Automatically testing web applications

TL;DR

Automate tests that need to be repeated with every deploy
Focus on end-to-end testing for business critical user scenarios
Apply the same standards and coding practices for test code and feature code
Make failing end-to-end tests block publishing your application, that needs to be overridden manually

Grunt work

People are bad at focusing on repeating the same task, and little gets older quicker than testing an application. What starts as a fun and exciting process of seeing the code you wrote run for the first time soon becomes automatic clicking while your brain zones out. This leads to all kinds of obvious errors and mistakes, missing functionality that angers your coworkers and (god forbid) customers.

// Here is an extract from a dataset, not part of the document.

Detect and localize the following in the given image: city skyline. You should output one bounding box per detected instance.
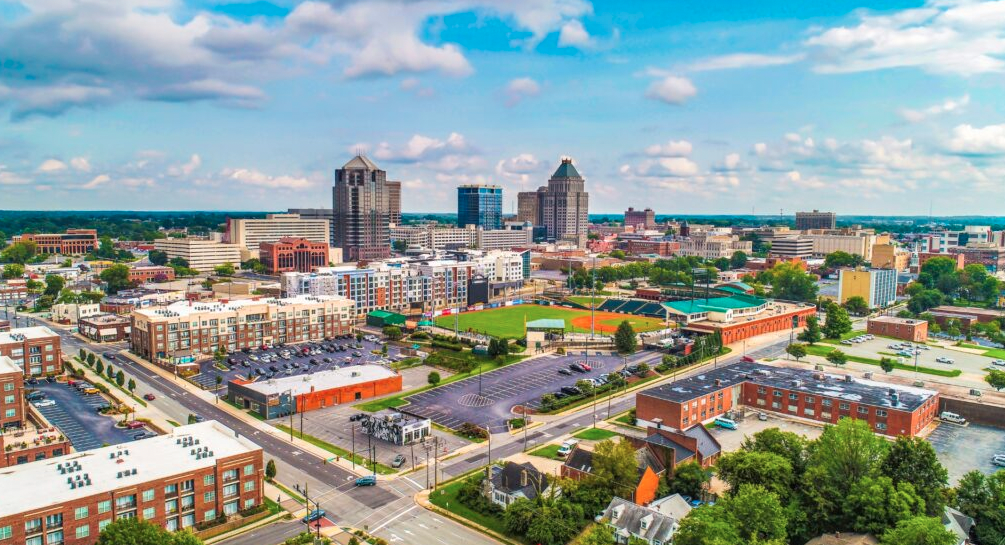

The problem is not specific to software. It happens in every process where a repeated task is done by humans. Japanese underground workers have taken to combating it by implementing a point and say technique. They stay alert by pointing at the thing they are supposed to verify and state that everything is OK out loud. While seeing a person pointing at the safety line on the train station and yelling “All clear!” out loud might be comical, it also has the added benefit of reducing the accident rate by more than 50 percent when done by the whole team.

Automatic software testing applies the same principle. A computer runs the software, points at one part of the process and yells out whether everything is OK or not. While most developers know this is good in theory, it can still be overwhelming to do it in practice. This post focuses on providing an overview of essentials, while still staying very theoretical. In case you want to google a get-started blog post after finishing this article, my favourite test runner for front-end applications in 2022 is Cypress.js.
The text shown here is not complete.